Not only do gas-powered garden tools contribute to general air pollution, but the gardeners who operate them are exposed to carcinogenic exhaust fumes that raise their risk of carbon monoxide poisoning and respiratory illness. In 2020, California will consider new emission standards, but you can just say “No” to gas-powered garden tools now.
Most leaf blowers utilize a two-stroke engine. Fuel must be mixed with oil in these engines. Only 70 percent of the fuel completely combusts. As a result, two-stroke engines produce nearly 300 times the hydrocarbon emissions of a pickup truck.
Leaf blower haters would argue that the machines are unnecessary in the first place — leaves should be raked up, not blown around — but if you find them useful, performance ratings for electric models are as high as gas.
Gas mowers are responsible for five percent of U.S. air pollution and each year they result in more spilled fuel than the Exxon Valdez.
Lawn mowers are not as easy to do without as leaf blowers, but there are plenty of alternatives to gas. You can take the greenest route with a push mower, but if you must use power, choose electric. Both corded and battery models perform as well as a gas lawn mower, with less noise and pollution.

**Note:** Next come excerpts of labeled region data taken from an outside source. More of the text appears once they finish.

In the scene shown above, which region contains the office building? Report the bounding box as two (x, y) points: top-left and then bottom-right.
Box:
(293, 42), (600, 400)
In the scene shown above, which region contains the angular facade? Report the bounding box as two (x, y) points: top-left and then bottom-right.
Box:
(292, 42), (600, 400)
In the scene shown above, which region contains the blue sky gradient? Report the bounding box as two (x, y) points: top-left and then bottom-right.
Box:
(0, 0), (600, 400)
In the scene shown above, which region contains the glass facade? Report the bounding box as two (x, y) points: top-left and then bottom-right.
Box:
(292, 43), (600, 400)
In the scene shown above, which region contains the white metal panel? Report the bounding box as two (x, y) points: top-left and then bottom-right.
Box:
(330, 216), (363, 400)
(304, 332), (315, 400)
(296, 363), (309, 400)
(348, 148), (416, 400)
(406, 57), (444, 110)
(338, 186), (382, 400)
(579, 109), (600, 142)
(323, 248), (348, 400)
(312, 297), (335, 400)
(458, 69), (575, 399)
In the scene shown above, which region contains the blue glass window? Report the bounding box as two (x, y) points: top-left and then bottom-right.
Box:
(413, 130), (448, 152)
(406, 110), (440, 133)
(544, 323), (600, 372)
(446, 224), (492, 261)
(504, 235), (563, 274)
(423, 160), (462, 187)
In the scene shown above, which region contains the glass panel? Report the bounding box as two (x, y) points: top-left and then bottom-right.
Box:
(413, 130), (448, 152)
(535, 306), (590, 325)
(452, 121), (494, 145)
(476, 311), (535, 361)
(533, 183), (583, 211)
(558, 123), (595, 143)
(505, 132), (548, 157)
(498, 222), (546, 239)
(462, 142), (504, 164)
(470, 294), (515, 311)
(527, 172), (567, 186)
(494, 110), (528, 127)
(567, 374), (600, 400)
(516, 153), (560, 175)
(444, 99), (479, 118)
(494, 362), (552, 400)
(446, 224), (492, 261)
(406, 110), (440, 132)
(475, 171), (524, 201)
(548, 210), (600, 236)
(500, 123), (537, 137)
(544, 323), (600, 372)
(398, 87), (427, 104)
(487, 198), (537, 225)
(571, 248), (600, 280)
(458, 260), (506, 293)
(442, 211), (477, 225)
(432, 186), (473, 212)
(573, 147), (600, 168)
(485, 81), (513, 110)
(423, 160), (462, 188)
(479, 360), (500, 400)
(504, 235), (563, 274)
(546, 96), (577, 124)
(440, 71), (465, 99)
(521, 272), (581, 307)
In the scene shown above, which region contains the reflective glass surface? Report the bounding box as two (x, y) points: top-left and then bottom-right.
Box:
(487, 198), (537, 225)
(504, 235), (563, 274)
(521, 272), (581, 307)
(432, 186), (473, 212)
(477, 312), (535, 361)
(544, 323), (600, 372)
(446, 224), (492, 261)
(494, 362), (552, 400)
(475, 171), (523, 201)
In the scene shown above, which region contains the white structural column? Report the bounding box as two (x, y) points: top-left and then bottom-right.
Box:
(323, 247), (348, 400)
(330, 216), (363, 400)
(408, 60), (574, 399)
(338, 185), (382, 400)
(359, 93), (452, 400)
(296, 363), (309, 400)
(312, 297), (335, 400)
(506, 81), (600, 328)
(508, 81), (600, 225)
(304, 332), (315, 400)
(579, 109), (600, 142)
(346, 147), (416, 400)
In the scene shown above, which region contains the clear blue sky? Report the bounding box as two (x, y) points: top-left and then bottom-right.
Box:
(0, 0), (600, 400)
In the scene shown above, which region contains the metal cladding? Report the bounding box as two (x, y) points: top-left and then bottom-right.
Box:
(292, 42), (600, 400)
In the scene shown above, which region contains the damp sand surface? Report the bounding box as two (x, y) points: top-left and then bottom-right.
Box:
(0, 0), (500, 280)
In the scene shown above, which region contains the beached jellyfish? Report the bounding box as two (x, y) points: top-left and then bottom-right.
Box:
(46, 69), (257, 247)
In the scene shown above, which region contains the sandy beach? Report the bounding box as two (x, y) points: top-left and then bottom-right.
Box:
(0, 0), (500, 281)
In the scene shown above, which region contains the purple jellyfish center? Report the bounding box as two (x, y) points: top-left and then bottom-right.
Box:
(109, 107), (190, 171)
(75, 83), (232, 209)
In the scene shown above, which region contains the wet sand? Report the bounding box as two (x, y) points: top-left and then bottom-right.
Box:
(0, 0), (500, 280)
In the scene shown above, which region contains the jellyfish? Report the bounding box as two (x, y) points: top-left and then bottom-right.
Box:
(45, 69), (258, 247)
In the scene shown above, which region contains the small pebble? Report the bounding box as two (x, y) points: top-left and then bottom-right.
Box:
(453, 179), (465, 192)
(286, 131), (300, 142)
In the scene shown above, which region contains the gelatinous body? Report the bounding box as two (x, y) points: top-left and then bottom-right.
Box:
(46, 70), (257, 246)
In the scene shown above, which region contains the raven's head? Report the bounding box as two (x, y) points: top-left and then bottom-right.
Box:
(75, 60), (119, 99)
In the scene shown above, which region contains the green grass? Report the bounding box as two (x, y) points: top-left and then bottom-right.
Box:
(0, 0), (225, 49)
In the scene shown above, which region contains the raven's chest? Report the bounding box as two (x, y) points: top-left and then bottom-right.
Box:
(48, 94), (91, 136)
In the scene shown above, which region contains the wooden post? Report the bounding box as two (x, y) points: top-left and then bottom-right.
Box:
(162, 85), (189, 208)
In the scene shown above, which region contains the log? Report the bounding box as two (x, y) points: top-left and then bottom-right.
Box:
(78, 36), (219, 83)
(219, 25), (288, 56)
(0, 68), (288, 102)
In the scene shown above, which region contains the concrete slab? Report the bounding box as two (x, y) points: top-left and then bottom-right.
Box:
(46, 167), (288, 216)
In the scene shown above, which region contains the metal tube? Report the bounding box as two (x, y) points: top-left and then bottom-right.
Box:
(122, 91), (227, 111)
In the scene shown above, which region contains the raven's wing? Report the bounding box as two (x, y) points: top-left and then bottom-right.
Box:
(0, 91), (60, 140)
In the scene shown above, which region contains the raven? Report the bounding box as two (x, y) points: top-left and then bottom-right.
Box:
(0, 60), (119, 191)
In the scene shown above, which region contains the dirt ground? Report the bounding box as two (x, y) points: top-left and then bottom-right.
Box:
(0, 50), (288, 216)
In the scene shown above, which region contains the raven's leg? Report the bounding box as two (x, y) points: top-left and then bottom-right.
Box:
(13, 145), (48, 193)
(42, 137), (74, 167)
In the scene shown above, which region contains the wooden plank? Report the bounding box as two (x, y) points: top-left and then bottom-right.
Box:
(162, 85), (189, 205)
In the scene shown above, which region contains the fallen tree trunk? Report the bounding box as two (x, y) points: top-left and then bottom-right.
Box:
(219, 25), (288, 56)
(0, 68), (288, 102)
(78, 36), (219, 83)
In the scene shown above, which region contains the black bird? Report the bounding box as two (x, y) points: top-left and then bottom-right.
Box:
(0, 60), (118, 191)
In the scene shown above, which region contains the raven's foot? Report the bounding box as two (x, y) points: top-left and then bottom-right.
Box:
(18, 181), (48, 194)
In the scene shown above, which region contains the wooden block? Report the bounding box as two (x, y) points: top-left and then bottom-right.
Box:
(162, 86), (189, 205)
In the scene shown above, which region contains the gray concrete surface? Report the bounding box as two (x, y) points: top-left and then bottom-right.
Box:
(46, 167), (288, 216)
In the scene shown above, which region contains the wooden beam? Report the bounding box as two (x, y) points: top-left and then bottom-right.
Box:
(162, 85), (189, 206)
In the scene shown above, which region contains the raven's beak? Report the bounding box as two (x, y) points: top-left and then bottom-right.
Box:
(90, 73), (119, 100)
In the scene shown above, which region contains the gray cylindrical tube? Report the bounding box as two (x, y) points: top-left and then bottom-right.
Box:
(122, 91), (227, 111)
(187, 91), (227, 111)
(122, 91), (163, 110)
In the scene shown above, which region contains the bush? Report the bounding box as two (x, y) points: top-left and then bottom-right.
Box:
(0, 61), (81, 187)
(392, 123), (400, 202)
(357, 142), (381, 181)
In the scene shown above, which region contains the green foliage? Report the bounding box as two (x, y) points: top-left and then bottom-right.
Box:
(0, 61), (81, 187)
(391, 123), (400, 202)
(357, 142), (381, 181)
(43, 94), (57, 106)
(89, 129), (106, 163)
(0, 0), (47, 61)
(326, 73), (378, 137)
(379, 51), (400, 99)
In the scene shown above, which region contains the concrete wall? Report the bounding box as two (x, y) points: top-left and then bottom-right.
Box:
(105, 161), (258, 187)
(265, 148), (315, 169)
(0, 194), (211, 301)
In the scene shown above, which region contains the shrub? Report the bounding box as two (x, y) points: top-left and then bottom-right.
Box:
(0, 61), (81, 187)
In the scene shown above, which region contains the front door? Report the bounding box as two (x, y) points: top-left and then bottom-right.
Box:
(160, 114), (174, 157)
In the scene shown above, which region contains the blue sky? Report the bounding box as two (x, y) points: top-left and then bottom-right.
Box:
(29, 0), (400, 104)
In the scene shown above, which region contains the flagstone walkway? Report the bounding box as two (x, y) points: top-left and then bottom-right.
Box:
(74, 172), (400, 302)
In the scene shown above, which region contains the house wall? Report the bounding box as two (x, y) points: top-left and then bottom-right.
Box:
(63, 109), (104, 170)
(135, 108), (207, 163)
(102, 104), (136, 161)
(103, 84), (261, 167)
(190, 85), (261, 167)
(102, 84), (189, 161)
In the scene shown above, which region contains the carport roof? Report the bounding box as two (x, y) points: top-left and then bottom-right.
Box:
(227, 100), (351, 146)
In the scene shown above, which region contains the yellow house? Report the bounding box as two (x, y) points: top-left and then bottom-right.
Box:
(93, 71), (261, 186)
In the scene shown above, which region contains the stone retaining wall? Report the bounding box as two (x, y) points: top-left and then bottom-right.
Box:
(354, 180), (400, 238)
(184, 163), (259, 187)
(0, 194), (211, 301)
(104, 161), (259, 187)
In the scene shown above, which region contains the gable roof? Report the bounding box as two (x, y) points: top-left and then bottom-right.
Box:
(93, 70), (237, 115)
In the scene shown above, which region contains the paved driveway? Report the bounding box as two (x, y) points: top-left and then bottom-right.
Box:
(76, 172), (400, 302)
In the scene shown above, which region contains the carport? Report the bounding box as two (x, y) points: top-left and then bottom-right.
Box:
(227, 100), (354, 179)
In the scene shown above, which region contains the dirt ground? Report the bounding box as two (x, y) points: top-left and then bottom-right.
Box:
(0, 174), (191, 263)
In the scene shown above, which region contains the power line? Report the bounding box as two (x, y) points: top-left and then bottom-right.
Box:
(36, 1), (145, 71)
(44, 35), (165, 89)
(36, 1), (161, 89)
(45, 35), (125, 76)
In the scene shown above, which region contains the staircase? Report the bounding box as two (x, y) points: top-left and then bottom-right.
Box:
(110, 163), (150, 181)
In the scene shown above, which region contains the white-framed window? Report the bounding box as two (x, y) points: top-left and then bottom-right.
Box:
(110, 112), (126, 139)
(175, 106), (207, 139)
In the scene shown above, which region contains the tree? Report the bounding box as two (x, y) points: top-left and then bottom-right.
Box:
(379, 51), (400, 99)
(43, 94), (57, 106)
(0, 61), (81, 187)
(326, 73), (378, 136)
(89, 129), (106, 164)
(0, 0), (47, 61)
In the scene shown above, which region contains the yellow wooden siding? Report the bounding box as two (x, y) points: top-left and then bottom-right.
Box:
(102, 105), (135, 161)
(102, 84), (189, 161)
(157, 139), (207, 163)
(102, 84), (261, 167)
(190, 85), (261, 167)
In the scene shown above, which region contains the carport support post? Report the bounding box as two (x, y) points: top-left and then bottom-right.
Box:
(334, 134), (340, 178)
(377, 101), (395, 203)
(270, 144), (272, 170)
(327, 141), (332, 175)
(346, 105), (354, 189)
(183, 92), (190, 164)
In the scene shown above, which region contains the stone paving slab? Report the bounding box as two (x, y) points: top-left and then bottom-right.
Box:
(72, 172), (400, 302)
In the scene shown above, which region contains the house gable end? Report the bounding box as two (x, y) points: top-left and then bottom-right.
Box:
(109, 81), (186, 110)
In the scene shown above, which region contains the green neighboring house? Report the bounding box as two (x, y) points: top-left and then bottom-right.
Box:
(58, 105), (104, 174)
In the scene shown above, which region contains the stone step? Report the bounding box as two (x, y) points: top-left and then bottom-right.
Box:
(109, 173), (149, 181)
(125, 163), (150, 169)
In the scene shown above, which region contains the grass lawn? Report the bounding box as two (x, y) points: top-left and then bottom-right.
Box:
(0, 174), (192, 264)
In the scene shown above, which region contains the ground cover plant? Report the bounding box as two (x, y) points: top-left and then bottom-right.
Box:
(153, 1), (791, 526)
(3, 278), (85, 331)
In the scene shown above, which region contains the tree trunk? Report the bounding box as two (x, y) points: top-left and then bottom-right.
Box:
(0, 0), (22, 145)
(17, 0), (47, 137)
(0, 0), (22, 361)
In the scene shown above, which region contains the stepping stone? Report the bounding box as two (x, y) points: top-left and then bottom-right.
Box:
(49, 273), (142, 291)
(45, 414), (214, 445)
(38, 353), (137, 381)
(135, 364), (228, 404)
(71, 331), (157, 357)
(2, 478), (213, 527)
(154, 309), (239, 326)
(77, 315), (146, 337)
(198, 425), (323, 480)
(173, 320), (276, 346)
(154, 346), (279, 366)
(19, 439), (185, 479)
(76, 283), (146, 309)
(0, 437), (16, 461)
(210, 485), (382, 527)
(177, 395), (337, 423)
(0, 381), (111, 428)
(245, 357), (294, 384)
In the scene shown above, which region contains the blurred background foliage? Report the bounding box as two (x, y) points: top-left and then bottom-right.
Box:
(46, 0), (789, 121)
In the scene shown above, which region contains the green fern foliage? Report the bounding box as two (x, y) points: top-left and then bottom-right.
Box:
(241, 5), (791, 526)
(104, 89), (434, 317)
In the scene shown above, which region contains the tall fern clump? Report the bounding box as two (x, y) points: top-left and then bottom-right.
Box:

As with all power tools, first consider whether you really need a hedge trimmer. Keeping a hedge from dominating a smaller garden is a high-maintenance proposition no matter what tools you use. If you have enough space, you can plant an edible hedge, which doesn’t require a formal, trimmed shape.
If you already have a formal hedge that’s too big to manage with a manual pair of shears, electric is the way to go. Home Depot reviewed power hedge trimmers and found that electric hedge trimmers were not only quieter but also more powerful than gas trimmers.
Depending on where you grew up, you call the string trimmer a weed whacker or weed eater. Whatever you call it, the string trimmer is invaluable for overgrown lawns and getting into spaces lawn mowers can’t reach.
The trade-offs between gas and electric trimmers are familiar: gas is loud and polluting and causes vibrations that can cause nerve and circulatory damage. However, extension cords may not reach all areas of a very large yard. A cordless electric may not have enough charge to do the whole job at once.
If you are fighting thicker overgrowth, electric trimmers may not have enough power to the get job done. On the other hand, if your brush problem is too big for an electric trimmer, you might be better off hiring goats than using power tools.